The discovery of a bug that roamed with the dinosaurs has shown that insects were equipped with chemical weapons much earlier than thought.
When scientists at Oregon State University examined a preserved beetle specimen sent in from Burma about a year ago, they were surprised to see a chemical oozing from its side abdomen.
Turns out, the beetle was in the midst of fighting off an aggressor when a sticky wad of sap fell on it right as the beetle fired acid at the attacker—providing researchers with a frozen glimpse of a 100 million-year-old battle for survival.
"The chance of these circumstances all coming together at the exact right second was pretty slim," said researcher George Poinar, Jr. "It’s quite remarkable."
What's even more remarkable, he says, is that this finding pushes back the known existence of this type of beetle by about 60 million years, making it the earliest fossil record of chemical weaponry in animals.

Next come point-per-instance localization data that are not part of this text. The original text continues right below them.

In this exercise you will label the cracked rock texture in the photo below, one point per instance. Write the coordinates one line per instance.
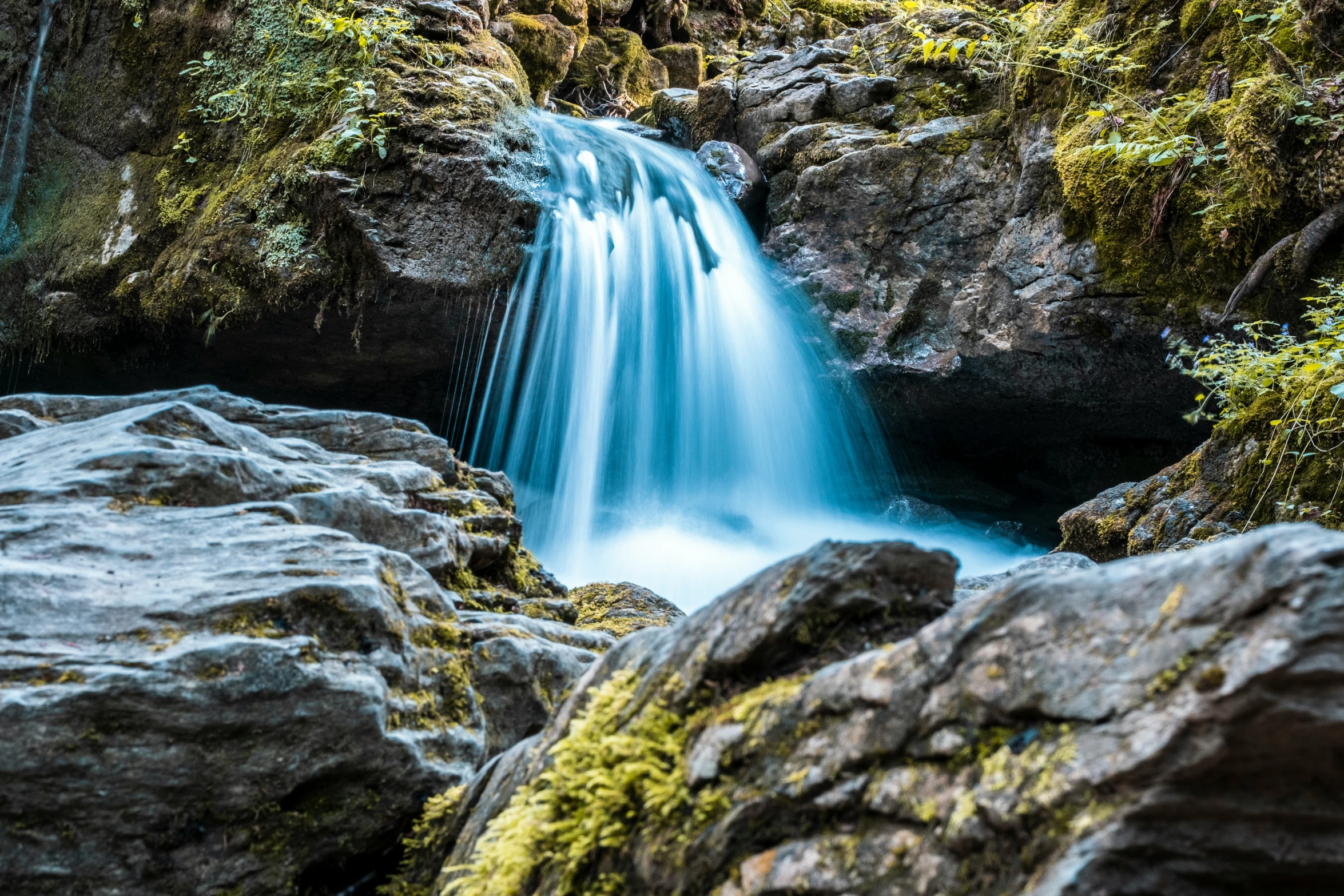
(237, 653)
(1162, 724)
(925, 225)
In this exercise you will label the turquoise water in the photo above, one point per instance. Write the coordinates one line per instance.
(669, 413)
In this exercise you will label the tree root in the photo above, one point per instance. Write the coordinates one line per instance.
(1304, 244)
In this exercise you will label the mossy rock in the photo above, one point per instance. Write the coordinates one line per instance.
(621, 609)
(543, 46)
(685, 63)
(851, 13)
(615, 58)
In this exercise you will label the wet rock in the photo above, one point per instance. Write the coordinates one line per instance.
(735, 172)
(932, 242)
(429, 234)
(233, 657)
(685, 63)
(1049, 564)
(18, 421)
(621, 609)
(675, 112)
(613, 73)
(1160, 724)
(1207, 496)
(543, 46)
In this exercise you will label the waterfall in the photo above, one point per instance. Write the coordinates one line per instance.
(667, 412)
(13, 151)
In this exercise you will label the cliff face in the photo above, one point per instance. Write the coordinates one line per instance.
(245, 643)
(325, 212)
(257, 179)
(1146, 727)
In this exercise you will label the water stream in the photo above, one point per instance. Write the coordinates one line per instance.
(14, 145)
(669, 414)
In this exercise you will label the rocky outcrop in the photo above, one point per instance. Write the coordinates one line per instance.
(925, 224)
(621, 609)
(240, 649)
(838, 726)
(359, 250)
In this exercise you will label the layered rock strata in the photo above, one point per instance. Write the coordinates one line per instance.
(240, 641)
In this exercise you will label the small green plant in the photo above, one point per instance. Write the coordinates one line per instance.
(362, 125)
(1287, 393)
(183, 145)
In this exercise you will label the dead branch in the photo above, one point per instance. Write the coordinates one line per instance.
(1306, 244)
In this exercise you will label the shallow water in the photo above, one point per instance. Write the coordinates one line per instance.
(669, 413)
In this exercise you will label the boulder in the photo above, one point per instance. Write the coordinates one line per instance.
(685, 63)
(1163, 724)
(131, 274)
(735, 172)
(236, 662)
(675, 112)
(613, 65)
(621, 609)
(929, 234)
(544, 47)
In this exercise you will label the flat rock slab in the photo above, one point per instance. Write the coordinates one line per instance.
(230, 656)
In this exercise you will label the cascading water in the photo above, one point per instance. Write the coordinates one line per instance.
(14, 147)
(669, 414)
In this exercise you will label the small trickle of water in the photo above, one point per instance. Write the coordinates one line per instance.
(670, 416)
(14, 147)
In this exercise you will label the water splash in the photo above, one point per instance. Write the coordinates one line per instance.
(667, 412)
(14, 151)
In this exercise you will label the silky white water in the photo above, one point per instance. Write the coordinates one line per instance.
(669, 414)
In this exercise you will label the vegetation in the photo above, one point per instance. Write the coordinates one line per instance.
(1281, 395)
(607, 777)
(1188, 139)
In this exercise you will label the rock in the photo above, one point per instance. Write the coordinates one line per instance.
(621, 609)
(113, 281)
(735, 172)
(543, 46)
(18, 421)
(1207, 496)
(446, 19)
(570, 13)
(522, 668)
(685, 63)
(612, 65)
(980, 327)
(1049, 564)
(1162, 724)
(233, 660)
(908, 509)
(675, 112)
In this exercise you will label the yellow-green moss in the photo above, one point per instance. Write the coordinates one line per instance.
(607, 778)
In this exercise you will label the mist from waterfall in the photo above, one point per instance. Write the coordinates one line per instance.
(14, 145)
(670, 414)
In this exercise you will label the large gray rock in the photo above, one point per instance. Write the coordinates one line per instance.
(234, 662)
(925, 225)
(1163, 724)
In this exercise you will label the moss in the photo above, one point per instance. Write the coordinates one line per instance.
(427, 845)
(613, 58)
(543, 47)
(851, 13)
(608, 777)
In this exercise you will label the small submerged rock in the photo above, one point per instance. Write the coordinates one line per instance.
(621, 609)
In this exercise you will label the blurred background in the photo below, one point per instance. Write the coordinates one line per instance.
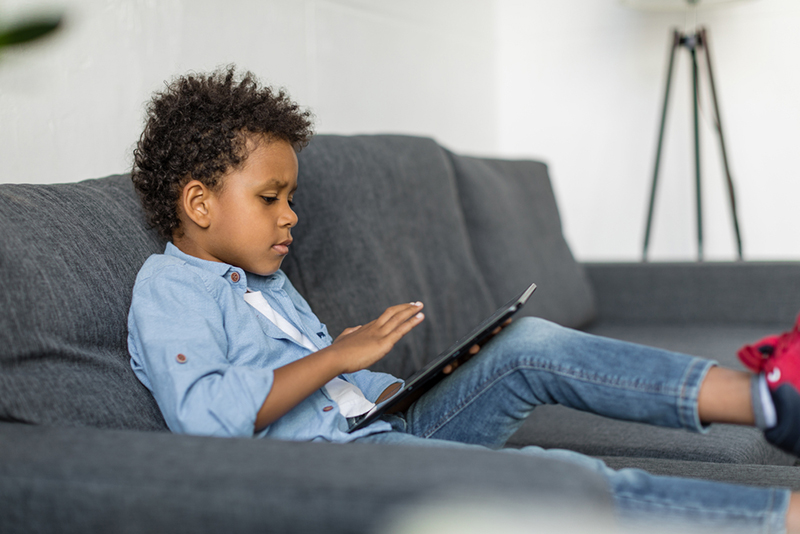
(576, 83)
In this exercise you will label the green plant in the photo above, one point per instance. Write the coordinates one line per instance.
(29, 30)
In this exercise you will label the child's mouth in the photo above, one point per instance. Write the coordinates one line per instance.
(283, 247)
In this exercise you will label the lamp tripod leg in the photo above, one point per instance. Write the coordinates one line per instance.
(698, 188)
(676, 40)
(731, 196)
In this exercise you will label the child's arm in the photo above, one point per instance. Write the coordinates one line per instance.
(355, 349)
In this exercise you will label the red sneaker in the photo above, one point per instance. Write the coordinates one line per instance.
(778, 357)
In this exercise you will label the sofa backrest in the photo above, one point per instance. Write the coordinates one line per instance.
(383, 220)
(69, 255)
(513, 224)
(380, 224)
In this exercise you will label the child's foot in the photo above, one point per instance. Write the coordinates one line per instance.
(778, 357)
(776, 395)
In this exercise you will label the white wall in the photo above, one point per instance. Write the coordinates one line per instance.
(580, 84)
(72, 108)
(577, 83)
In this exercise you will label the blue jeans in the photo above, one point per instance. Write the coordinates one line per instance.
(534, 362)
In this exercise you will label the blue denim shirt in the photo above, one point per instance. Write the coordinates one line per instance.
(208, 357)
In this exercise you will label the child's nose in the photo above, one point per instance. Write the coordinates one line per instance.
(290, 217)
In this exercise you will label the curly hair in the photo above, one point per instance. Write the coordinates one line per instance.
(197, 129)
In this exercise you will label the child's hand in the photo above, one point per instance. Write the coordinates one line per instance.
(363, 345)
(473, 350)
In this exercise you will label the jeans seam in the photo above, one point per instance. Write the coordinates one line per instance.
(765, 514)
(688, 414)
(548, 366)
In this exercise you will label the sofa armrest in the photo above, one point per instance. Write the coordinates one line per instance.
(692, 293)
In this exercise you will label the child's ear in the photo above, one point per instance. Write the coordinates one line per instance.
(195, 202)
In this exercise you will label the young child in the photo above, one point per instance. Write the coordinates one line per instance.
(228, 347)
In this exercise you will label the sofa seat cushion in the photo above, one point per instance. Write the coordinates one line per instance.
(91, 480)
(560, 427)
(68, 258)
(380, 224)
(516, 234)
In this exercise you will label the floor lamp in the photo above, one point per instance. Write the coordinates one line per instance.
(695, 43)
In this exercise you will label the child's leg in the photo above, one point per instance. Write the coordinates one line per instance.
(534, 362)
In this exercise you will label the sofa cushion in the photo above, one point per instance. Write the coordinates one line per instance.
(516, 235)
(97, 481)
(68, 258)
(380, 224)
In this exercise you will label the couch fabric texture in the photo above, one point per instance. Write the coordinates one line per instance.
(383, 220)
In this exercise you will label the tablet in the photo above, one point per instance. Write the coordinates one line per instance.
(431, 374)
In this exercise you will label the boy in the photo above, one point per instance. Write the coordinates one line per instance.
(229, 348)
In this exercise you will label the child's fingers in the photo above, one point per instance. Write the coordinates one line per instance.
(404, 327)
(398, 314)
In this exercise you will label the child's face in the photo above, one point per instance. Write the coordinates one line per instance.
(250, 216)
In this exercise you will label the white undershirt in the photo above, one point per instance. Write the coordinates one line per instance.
(350, 399)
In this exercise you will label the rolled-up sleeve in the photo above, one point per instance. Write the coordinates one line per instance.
(371, 383)
(179, 348)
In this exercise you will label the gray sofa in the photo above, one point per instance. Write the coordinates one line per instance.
(383, 219)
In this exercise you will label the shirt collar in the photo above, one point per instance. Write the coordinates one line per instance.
(273, 281)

In their findings, published in the August issue of the Journal of Chemical Ecology, the researchers concluded that the insect was most likely a member of an extinct soldier beetle species which was an ancestor to the modern soldier beetles, which pack similar kinds of ammunition.
Soldier beetles are omnivores and munch on other tiny bugs as well as plant pollen, which often left them exposed.
"A beetle who is feasting on a flower is going to be wide open to predators. So it must have something to help it survive better," Poinar said. "That this type of defense has been preserved through 100 million years of evolution is evidence that it works pretty well."